PARIS
Dix chefs d’atelier sur vingt-sept ont quitté les Beaux-Arts de Paris ces derniers mois. Son nouveau directeur a institué des cérémonies de remerciement en leur hommage, une façon de confirmer le modèle pédagogique et de symboliser une nouvelle gouvernance.
Paris. Le 29 avril dernier avait lieu dans l’amphithéâtre d’honneur de l’École nationale supérieure des beaux-arts de Paris (Ensba), la première cérémonie du cycle « Gratitude ». Une initiative lancée par Jean de Loisy pour remercier les chefs d’ateliers ou les professeurs qui ont consacré plusieurs années à enseigner dans l’établissement.
Ce jour-là, anciens élèves, artistes, collègues, étudiants et figures du milieu artistique ou culturel sont venus nombreux pour honorer le départ de Sylvie Fanchon et écouter l’allocution de son confrère Pierre Alféri venu saluer son travail. La salle débordait. La cérémonie organisée le 27 mai pour Patrick Tosani avec Guitemie Maldonado comme celle programmée le 3 juin pour Elsa Cayo devraient connaître le même succès et le même protocole – un discours, suivi d’un don d’une des œuvres de l’artiste à l’école. Une publication des nombreux discours prononcés est également prévue aux éditions Beaux-Arts de Paris.

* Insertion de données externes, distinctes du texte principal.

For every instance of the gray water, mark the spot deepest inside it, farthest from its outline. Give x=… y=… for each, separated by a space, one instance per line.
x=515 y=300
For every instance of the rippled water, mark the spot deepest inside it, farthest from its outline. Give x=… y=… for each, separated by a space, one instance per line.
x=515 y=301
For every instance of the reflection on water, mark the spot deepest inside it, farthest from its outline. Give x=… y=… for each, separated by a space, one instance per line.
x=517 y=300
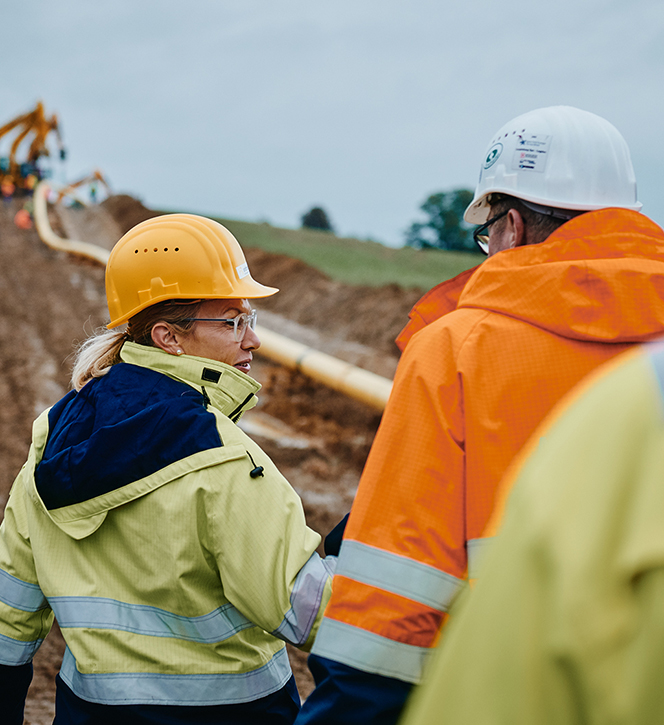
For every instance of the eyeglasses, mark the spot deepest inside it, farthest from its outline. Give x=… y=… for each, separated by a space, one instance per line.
x=243 y=322
x=481 y=235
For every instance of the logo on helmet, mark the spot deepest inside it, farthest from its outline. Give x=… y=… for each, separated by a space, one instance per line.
x=493 y=155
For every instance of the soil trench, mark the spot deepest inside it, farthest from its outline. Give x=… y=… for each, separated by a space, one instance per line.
x=319 y=439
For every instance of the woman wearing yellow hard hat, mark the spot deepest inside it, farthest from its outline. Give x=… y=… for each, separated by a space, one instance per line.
x=172 y=552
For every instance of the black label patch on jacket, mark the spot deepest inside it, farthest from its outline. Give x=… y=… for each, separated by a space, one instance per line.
x=210 y=376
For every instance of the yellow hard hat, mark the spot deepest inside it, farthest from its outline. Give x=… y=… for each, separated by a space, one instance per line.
x=176 y=256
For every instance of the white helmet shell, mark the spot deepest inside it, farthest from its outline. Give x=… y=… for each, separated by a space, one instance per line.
x=560 y=157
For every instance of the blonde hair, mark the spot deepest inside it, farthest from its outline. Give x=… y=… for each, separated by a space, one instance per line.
x=97 y=355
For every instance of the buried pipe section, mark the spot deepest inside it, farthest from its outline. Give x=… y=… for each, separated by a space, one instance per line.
x=362 y=385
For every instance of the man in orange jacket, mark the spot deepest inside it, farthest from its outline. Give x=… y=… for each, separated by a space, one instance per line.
x=575 y=276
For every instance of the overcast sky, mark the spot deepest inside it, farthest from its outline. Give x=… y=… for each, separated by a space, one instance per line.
x=261 y=109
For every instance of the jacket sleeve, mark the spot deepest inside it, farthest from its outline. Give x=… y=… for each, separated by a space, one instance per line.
x=25 y=617
x=403 y=557
x=266 y=554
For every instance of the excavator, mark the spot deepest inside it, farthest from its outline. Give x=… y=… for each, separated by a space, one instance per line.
x=24 y=174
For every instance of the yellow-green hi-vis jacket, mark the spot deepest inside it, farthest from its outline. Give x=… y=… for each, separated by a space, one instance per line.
x=566 y=623
x=170 y=549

Pas moins de dix chefs d’atelier sur vingt-sept ont quitté l’école ces derniers mois ou vont la quitter d’ici la fin de l’année. Aux départs de Jean-Michel Alberola, Jean-Marc Bustamante, Elsa Cayo, Sylvie Fanchon, Dominique Gauthier, Tadashi Kawamata, Marc Pataut, Bernard Piffaretti, Emmanuel Saulnier et Patrick Tosani, s’ajoutent ceux de professeurs théoriciens tels Jean-François Chevrier, dont la leçon de synthèse des cours est programmée à l’automne. L’année prochaine ils seront autant à faire valoir leur départ à la retraite. D’ici 2021, c’est donc un nombre considérable d’enseignants qui sera renouvelé. Cette vague de départs, et par voie de conséquence de recrutements, est « historique par son ampleur », souligne l’administration de l’école, et constitue pour son directeur une composante essentielle de sa feuille de route dès sa candidature au poste.

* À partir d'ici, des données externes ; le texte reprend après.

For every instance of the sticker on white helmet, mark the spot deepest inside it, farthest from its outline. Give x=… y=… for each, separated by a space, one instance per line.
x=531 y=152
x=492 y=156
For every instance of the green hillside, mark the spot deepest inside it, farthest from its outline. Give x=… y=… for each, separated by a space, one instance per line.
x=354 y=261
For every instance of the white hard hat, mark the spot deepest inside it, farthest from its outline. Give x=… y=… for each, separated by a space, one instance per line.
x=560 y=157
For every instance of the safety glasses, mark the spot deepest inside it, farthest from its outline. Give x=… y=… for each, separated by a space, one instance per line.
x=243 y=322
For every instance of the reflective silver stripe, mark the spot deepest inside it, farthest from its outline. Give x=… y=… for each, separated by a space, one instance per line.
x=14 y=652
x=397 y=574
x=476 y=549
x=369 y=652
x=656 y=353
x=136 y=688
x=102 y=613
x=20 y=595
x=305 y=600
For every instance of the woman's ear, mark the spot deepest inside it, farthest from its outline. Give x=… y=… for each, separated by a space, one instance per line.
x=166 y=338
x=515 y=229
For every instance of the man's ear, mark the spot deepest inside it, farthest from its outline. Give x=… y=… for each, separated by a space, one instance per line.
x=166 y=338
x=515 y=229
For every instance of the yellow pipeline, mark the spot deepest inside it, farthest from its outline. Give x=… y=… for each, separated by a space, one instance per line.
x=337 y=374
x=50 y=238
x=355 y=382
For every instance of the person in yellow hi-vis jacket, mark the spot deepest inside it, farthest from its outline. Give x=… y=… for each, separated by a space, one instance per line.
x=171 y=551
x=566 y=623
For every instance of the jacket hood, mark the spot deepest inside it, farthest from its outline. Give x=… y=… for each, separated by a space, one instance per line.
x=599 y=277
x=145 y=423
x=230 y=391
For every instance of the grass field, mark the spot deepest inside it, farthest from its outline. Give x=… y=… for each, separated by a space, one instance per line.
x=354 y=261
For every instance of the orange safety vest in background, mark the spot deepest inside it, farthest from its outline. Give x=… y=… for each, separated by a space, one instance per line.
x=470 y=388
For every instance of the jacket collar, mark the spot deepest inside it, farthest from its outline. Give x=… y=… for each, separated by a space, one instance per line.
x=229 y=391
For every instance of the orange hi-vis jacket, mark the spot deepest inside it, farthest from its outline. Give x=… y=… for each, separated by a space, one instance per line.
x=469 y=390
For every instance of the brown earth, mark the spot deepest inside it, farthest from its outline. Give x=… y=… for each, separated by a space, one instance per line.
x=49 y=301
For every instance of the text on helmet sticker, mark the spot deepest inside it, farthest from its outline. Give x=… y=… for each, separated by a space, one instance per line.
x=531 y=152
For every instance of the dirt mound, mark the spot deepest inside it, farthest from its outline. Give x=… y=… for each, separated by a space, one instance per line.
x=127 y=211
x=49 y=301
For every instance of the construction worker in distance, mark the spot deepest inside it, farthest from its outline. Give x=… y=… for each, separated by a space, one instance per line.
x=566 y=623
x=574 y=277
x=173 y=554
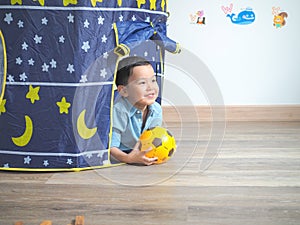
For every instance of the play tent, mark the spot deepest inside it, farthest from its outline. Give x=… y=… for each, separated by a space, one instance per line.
x=57 y=66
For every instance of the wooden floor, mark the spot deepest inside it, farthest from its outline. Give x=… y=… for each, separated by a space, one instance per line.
x=253 y=178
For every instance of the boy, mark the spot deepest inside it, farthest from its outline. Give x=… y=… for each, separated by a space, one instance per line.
x=135 y=110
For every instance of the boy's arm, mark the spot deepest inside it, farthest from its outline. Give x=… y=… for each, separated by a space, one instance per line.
x=135 y=156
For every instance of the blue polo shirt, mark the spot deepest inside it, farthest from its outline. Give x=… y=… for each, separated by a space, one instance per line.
x=127 y=123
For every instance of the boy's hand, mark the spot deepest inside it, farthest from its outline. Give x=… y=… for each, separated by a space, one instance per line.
x=137 y=156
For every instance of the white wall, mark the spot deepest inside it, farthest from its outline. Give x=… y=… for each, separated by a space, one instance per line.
x=253 y=64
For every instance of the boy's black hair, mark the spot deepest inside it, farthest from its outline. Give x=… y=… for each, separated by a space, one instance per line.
x=126 y=66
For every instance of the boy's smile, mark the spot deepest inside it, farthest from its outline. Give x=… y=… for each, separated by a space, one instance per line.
x=142 y=89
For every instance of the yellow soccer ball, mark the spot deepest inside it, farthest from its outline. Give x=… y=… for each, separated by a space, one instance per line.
x=161 y=142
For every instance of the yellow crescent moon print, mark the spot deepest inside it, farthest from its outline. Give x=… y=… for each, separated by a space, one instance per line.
x=82 y=129
x=26 y=136
x=3 y=66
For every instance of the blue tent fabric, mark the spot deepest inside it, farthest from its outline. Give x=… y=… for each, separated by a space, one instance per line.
x=59 y=92
x=132 y=34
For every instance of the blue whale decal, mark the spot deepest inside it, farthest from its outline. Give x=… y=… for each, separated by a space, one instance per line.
x=245 y=17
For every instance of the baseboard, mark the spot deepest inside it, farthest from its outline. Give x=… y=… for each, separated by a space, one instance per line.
x=232 y=113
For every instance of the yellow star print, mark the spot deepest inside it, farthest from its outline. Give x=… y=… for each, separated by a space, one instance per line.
x=2 y=106
x=33 y=94
x=63 y=106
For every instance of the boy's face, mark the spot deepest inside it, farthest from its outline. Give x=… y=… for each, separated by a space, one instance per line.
x=142 y=89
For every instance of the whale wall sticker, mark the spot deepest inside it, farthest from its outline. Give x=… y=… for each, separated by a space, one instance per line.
x=244 y=17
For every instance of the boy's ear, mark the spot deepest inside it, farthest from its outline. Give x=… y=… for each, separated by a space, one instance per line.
x=122 y=90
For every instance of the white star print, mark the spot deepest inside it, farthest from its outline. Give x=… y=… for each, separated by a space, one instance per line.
x=23 y=77
x=53 y=63
x=69 y=161
x=45 y=67
x=83 y=79
x=46 y=163
x=104 y=38
x=19 y=61
x=44 y=21
x=85 y=46
x=70 y=68
x=103 y=73
x=100 y=20
x=20 y=24
x=38 y=39
x=86 y=24
x=27 y=160
x=10 y=78
x=24 y=46
x=8 y=18
x=31 y=62
x=105 y=55
x=70 y=18
x=61 y=39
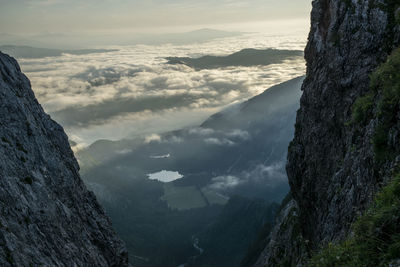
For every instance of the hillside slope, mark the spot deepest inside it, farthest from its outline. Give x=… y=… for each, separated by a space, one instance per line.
x=335 y=166
x=47 y=216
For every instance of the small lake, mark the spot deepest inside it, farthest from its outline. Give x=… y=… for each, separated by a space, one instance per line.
x=165 y=176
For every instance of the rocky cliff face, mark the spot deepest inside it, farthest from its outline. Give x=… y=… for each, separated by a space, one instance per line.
x=333 y=171
x=47 y=216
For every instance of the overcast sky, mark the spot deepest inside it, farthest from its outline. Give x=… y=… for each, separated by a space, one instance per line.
x=66 y=16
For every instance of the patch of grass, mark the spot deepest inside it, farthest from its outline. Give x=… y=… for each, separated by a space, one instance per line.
x=386 y=81
x=362 y=108
x=376 y=239
x=385 y=84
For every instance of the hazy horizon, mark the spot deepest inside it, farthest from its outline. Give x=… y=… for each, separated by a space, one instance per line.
x=108 y=17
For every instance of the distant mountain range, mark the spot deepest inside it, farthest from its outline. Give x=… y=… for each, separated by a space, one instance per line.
x=34 y=52
x=239 y=151
x=245 y=57
x=74 y=41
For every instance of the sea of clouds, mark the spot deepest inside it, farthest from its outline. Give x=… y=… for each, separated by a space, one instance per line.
x=133 y=92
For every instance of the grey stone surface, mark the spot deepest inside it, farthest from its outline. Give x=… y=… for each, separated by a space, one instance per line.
x=331 y=167
x=47 y=216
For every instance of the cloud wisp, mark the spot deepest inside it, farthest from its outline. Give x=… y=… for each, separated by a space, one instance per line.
x=132 y=91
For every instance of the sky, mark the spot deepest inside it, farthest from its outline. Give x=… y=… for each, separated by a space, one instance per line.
x=133 y=91
x=109 y=16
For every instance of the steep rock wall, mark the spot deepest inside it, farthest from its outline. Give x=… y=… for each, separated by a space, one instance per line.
x=331 y=167
x=47 y=216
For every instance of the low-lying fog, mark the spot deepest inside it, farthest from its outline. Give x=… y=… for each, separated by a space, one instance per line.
x=130 y=91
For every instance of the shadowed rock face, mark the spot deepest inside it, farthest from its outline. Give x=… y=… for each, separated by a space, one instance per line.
x=331 y=167
x=47 y=216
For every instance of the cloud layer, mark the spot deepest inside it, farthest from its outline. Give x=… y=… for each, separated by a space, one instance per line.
x=133 y=92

« C’est une nouvelle école qui se profile », souligne Patrick Tosani. « Le choix de Jean de Loisy à la tête de l’Ensba n’est pas étranger à cette perspective », relève-t-on au ministère de la Culture, où l’on rappelle sa candidature malheureuse à la direction de l’école avant de prendre les rênes du Palais de Tokyo. Jusqu’à présent le nouveau directeur de l’Ensba est resté toutefois extrêmement discret sur ses intentions depuis sa nomination le 12 décembre 2018 préférant, avant toute déclaration publique, prendre le temps de rencontrer enseignants, élèves et employés. L’instauration de ces cérémonies de remerciements est à cet égard la première action visible de sa gouvernance, mais est aussi la première du genre dans l’histoire de l’école. Pour l’expliquer, il rappelle « que chaque artiste qui transmet en ces lieux oublie un peu de sa gloire personnelle pour se consacrer aux autres et mérite donc qu’à la fin de son parcours on le remercie », et d’évoquer dans la foulée sa « tristesse » quand il a « su que Giuseppe Penone ou Christian Boltanski sont partis sans qu’on leur exprime l’importance qu’ils ont pu avoir pour des générations d’étudiants ».« Chaque nouveau chef d’atelier ou professeur sera de son côté invité à prononcer une leçon inaugurale », précise Jean de Loisy.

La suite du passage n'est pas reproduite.